En Promised Land hace un planteamiento muy inteligente y rápido de la trama pero poco a poco se van descubriendo nuevas urdimbres y a medida que se van desenredando, van apareciendo más. Pareciera un esbozo demasiado complejo pero lo bonito del asunto es que sigue siendo sencillo, tal como cualquier peli de Van Sant. Es diferente a todas porque uno no puede apostar a ninguna resolución porque la mina y la destruye.

Matt Damon vuelve a hacer equipo con el realizador para interpretar a Steve Butler, un campesino oriundo Iowa en lo profundo del medio oeste norteamericano, que estudió negocios y se vinculo a la multinacional Global Crosspower Solutions. Esta corporación se encarga de hacer perforaciones en suelos estudiados en busca de yacimientos de gas y Butler es responsable de que en los pueblos se firmen los contratos y se saque el mejor provecho sobre las tierras explotadas. La trama se plantea en un pueblito de Pensilvania donde Butler y su equipo (Frances McDormand) llegan a vender dichos contratos. Tienen un modus operandi establecido, han logrado que el 60% del pueblo los firme, tienen a los políticos ganados pero un sector de los vecinos, liderados por Hal Holbrook, un viejo ingeniero del MIT y ahora maestro de la secundaria local se opone al proyecto. A esto se suma la llegada de un ambientalista interpretado por John Krasinski que le sube el fuego a la confrontación.

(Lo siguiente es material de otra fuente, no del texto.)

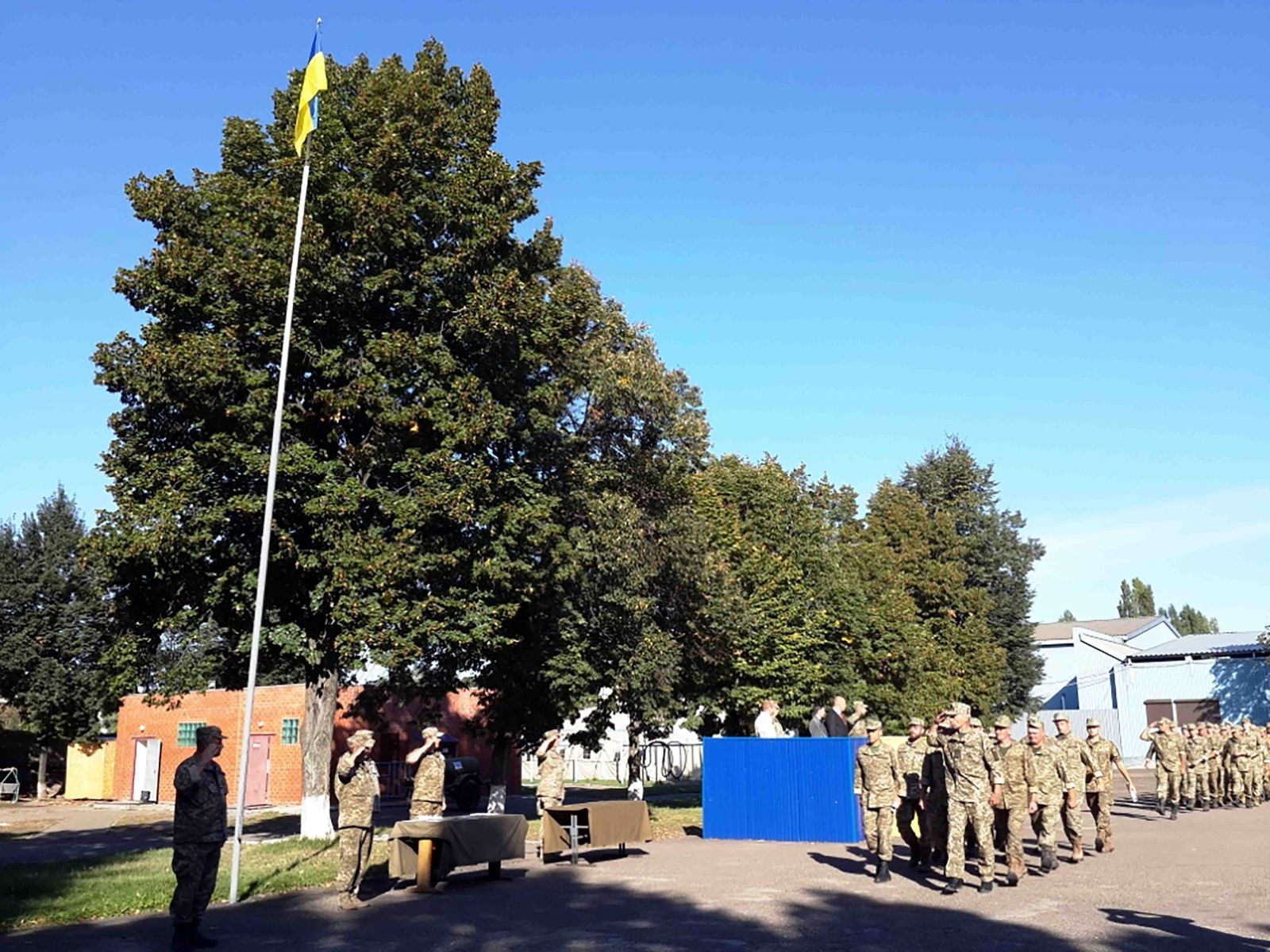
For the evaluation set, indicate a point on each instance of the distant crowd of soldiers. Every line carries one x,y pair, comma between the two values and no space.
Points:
962,789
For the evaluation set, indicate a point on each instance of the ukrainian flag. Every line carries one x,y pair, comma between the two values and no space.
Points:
315,82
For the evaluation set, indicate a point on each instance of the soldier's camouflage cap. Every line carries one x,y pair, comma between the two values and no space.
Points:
207,734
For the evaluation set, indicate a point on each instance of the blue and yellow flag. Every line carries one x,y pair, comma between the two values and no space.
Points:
315,82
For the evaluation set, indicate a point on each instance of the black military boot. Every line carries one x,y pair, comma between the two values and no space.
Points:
198,939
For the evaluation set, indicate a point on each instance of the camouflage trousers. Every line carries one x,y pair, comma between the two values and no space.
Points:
1100,805
425,808
1168,785
910,810
1073,822
1010,829
196,866
878,822
355,856
977,816
1045,825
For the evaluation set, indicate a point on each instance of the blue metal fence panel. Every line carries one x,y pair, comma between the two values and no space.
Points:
795,790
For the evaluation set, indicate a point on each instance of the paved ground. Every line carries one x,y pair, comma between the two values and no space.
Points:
1197,884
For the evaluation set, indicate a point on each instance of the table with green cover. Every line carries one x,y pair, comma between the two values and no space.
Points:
601,823
452,842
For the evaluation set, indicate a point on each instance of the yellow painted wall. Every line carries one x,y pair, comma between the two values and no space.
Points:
90,772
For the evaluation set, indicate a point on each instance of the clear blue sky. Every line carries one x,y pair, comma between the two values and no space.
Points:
857,226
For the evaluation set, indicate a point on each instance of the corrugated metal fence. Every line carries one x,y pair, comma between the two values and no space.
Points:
795,790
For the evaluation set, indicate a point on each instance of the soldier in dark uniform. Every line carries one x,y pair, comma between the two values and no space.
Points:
357,785
197,837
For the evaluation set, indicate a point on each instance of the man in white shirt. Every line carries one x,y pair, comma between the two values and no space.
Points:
766,725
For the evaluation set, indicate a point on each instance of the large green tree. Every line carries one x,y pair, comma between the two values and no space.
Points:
999,558
52,628
457,401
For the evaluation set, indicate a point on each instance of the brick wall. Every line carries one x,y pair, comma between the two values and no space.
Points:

La historia es interesante porque en algún momento uno entiende que el personaje de Damon es el malo del paseo, pero es la persona con la que uno empezó la historia, entonces cuando por ejemplo se insinúa con Rosemarie DeWitt, uno le hace fuerza, uno espera que todo le salga bien y uno cree en que su discurso es una salvación para todos en el municipio. Además Krasinski así sea un verde ecologista, cae mal. Mi tema además con Krasinski es personal desde que supe que se casó con Emily Blunt. Lo odio. No lo puedo ver en pantalla jejeje 😉

Promised Land me gustó por su fuerte contenido político. No es la historia melodrmática de Van Sant sino es una exploración un poco más social de lo que viene sucediendo con estas corporaciones en Estados Unidos -recomiendo ver el documental The Last Mountain dirigido por Bill Haney-.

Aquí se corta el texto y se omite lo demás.